Training an Image Classification Model in PyTorch

Training an image classification model is a great way to get started with model training using Deep Lake datasets.

How to Train an Image Classification Model in PyTorch using Activeloop Deep Lake

This tutorial is also available as a Colab Notebook

Deep Lake enables users to manage their data more easily so they can train better ML models. This tutorial shows you how to train a simple image classification model while streaming data from a Deep Lake dataset stored in the cloud.

Data Preprocessing

The first step is to select a dataset for training. This tutorial uses the Fashion MNIST dataset that has already been converted into Deep Lake format. It is a simple image classification dataset that categorizes images by clothing type (trouser, shirt, etc.)

import deeplake
from PIL import Image
import numpy as np
import os, time
import torch
from torchvision import transforms, models

# Connect to the training and testing datasets
ds_train = deeplake.load('hub://activeloop/fashion-mnist-train')
ds_test = deeplake.load('hub://activeloop/fashion-mnist-test')

The next step is to define a transformation function that will process the data and convert it into a format that can be passed into a deep learning model.
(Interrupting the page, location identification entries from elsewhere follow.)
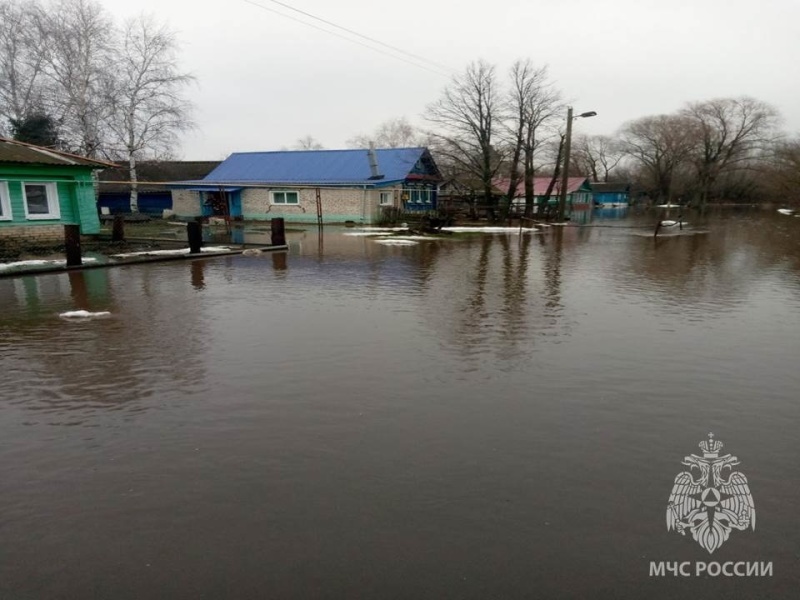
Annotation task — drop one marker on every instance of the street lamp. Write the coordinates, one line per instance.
(562, 198)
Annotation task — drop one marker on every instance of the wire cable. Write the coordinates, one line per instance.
(439, 69)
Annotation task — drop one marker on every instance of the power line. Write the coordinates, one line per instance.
(439, 69)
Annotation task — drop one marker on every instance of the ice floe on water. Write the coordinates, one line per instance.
(170, 252)
(466, 229)
(39, 263)
(396, 242)
(83, 314)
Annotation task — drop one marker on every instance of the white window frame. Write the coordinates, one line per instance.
(5, 202)
(51, 192)
(284, 203)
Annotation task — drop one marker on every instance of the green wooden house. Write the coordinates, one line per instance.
(41, 190)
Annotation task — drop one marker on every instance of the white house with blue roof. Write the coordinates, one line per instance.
(344, 185)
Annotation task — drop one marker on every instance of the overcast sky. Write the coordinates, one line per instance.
(265, 80)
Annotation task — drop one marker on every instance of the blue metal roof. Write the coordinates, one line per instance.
(316, 167)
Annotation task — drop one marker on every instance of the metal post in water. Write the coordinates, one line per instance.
(72, 244)
(194, 231)
(118, 229)
(278, 232)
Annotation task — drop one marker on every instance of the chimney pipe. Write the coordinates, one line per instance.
(373, 162)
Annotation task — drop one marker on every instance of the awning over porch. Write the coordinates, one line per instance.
(213, 188)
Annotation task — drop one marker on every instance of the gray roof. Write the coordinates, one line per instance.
(12, 151)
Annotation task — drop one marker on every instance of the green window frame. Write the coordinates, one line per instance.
(5, 202)
(40, 200)
(285, 197)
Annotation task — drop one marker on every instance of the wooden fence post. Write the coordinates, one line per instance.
(72, 243)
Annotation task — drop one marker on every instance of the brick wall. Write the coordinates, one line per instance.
(338, 205)
(32, 234)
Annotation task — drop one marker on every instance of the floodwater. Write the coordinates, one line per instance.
(494, 416)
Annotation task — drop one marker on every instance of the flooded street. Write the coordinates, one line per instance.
(487, 416)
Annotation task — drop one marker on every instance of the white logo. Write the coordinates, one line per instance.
(710, 507)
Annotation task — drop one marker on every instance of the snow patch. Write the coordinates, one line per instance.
(396, 242)
(39, 263)
(170, 252)
(490, 229)
(83, 314)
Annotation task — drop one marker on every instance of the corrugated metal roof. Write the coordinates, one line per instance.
(540, 185)
(116, 180)
(316, 167)
(12, 151)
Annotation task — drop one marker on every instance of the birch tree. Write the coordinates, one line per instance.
(22, 77)
(533, 104)
(466, 117)
(78, 51)
(147, 106)
(660, 145)
(730, 132)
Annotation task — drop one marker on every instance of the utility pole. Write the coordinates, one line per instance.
(562, 198)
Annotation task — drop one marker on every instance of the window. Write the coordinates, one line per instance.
(41, 201)
(420, 196)
(285, 198)
(5, 202)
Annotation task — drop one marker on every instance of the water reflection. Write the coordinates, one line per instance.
(87, 365)
(474, 417)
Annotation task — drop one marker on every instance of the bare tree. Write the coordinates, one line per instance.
(308, 142)
(21, 61)
(660, 145)
(79, 54)
(596, 155)
(533, 103)
(730, 133)
(394, 133)
(148, 107)
(466, 117)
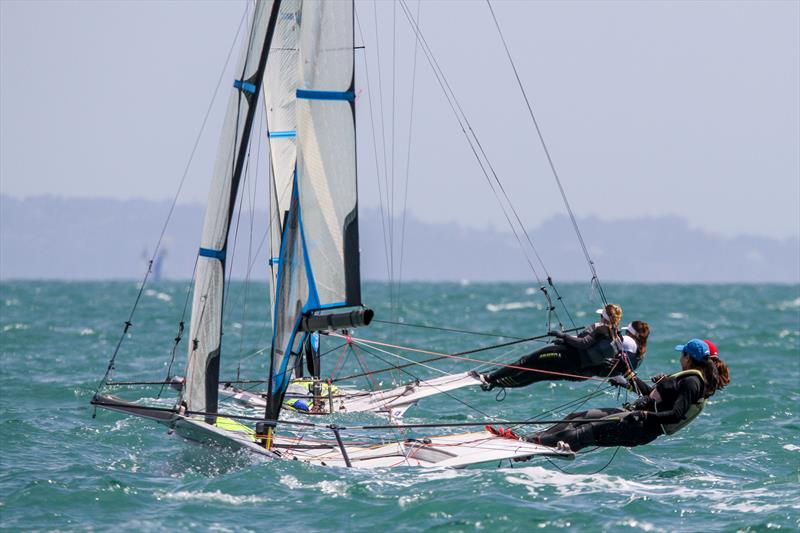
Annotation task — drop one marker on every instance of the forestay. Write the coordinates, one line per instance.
(280, 82)
(202, 373)
(319, 257)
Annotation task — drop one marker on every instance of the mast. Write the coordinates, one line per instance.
(318, 262)
(200, 392)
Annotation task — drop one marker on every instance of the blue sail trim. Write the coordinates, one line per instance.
(245, 86)
(308, 94)
(281, 134)
(313, 295)
(278, 280)
(213, 254)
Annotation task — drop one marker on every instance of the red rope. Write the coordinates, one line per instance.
(341, 357)
(462, 358)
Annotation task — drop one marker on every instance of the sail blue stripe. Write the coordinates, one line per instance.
(279, 134)
(213, 254)
(308, 94)
(245, 86)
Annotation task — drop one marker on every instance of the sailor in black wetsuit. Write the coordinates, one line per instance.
(596, 351)
(672, 403)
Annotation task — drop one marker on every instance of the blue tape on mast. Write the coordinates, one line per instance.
(245, 86)
(213, 254)
(307, 94)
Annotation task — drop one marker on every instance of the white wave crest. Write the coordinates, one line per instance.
(722, 498)
(215, 496)
(331, 488)
(513, 306)
(159, 295)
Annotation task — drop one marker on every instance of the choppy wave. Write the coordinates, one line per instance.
(513, 306)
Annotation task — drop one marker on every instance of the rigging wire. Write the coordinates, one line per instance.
(453, 330)
(549, 159)
(446, 393)
(375, 150)
(483, 161)
(383, 139)
(408, 155)
(129, 323)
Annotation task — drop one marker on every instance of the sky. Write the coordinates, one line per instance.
(647, 108)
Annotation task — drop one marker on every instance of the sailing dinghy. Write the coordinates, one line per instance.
(304, 53)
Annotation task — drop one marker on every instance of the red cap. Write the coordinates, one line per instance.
(712, 348)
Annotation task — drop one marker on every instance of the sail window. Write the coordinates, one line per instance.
(213, 254)
(308, 94)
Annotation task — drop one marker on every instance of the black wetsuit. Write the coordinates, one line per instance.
(611, 428)
(591, 353)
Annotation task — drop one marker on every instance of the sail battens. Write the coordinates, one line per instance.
(282, 134)
(213, 254)
(202, 371)
(308, 94)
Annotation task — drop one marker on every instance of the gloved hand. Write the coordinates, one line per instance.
(636, 417)
(618, 381)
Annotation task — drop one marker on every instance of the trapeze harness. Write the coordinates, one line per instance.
(694, 410)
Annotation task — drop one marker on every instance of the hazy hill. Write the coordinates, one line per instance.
(58, 238)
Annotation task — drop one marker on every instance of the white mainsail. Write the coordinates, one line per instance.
(280, 83)
(202, 373)
(319, 257)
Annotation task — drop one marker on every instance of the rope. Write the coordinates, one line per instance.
(455, 356)
(438, 328)
(440, 357)
(549, 158)
(129, 322)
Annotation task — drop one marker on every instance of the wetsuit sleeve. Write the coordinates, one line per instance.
(690, 390)
(643, 387)
(587, 338)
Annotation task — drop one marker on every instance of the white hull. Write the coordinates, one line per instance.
(446, 451)
(393, 402)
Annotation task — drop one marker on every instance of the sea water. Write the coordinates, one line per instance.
(734, 468)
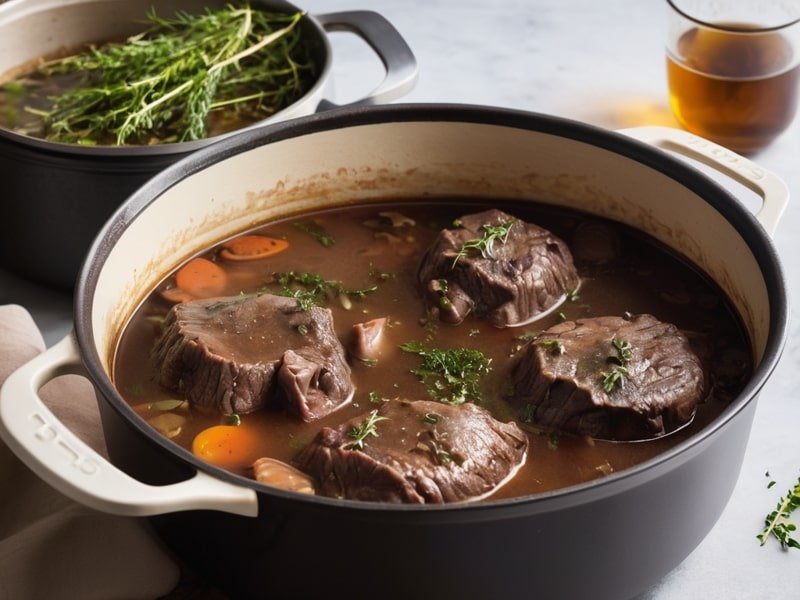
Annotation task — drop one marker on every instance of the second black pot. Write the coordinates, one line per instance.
(57, 196)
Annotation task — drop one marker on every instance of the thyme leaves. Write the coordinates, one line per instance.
(485, 243)
(311, 289)
(616, 376)
(777, 523)
(170, 77)
(450, 375)
(367, 428)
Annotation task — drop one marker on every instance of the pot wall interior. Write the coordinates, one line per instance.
(387, 161)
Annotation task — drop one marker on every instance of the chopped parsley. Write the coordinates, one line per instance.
(554, 347)
(485, 243)
(450, 375)
(619, 372)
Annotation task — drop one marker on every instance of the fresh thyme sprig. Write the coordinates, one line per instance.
(360, 433)
(613, 378)
(619, 372)
(168, 79)
(485, 243)
(777, 523)
(451, 376)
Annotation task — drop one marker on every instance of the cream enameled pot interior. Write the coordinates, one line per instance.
(384, 161)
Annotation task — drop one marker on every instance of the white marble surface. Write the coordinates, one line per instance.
(602, 63)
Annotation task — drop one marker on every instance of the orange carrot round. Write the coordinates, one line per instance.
(201, 278)
(252, 247)
(232, 447)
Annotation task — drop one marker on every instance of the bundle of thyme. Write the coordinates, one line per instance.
(168, 79)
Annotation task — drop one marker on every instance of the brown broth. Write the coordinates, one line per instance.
(645, 277)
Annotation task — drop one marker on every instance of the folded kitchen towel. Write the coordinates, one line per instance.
(50, 546)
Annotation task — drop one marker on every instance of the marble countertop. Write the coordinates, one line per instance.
(601, 63)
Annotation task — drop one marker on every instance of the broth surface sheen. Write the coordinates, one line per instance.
(638, 276)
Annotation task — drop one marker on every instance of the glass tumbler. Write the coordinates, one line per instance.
(733, 69)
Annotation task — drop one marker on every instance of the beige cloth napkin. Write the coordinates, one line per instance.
(50, 546)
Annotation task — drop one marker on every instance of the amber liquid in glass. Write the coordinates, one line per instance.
(738, 90)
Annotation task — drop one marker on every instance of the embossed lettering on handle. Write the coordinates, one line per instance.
(771, 188)
(64, 461)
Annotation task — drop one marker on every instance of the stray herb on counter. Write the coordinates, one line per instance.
(777, 522)
(360, 433)
(451, 376)
(485, 243)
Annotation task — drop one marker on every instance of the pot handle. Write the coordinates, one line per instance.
(68, 464)
(388, 44)
(773, 191)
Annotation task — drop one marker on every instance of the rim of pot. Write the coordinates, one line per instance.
(713, 193)
(111, 152)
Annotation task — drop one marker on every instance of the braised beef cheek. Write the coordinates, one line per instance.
(238, 354)
(497, 266)
(610, 377)
(418, 452)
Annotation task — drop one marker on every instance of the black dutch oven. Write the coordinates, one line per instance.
(609, 538)
(57, 196)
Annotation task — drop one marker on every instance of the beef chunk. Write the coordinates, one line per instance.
(610, 378)
(238, 354)
(423, 452)
(525, 274)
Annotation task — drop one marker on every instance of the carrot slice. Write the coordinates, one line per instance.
(231, 447)
(201, 278)
(252, 247)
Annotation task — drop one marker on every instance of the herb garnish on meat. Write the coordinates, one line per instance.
(485, 243)
(450, 375)
(616, 376)
(360, 433)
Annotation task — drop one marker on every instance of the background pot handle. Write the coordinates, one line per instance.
(64, 461)
(388, 44)
(771, 188)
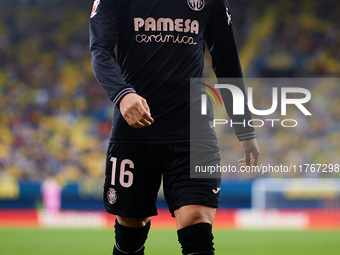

In this particular example, torchvision.transforms is used as a part of the transformation pipeline that performs operations such as normalization and image augmentation (rotation).

tform = transforms.Compose([
    transforms.RandomRotation(20), # Image augmentation
    transforms.ToTensor(), # Must convert to pytorch tensor for subsequent operations to run
    transforms.Normalize([0.5], [0.5]),
])

You can now create a pytorch dataloader that connects the Deep Lake dataset to the PyTorch model using the provided method ds.pytorch(). This method automatically applies the transformation function, takes care of random shuffling (if desired), and converts Deep Lake data to PyTorch tensors. The num_workers parameter can be used to parallelize data preprocessing, which is critical for ensuring that preprocessing does not bottleneck the overall training workflow.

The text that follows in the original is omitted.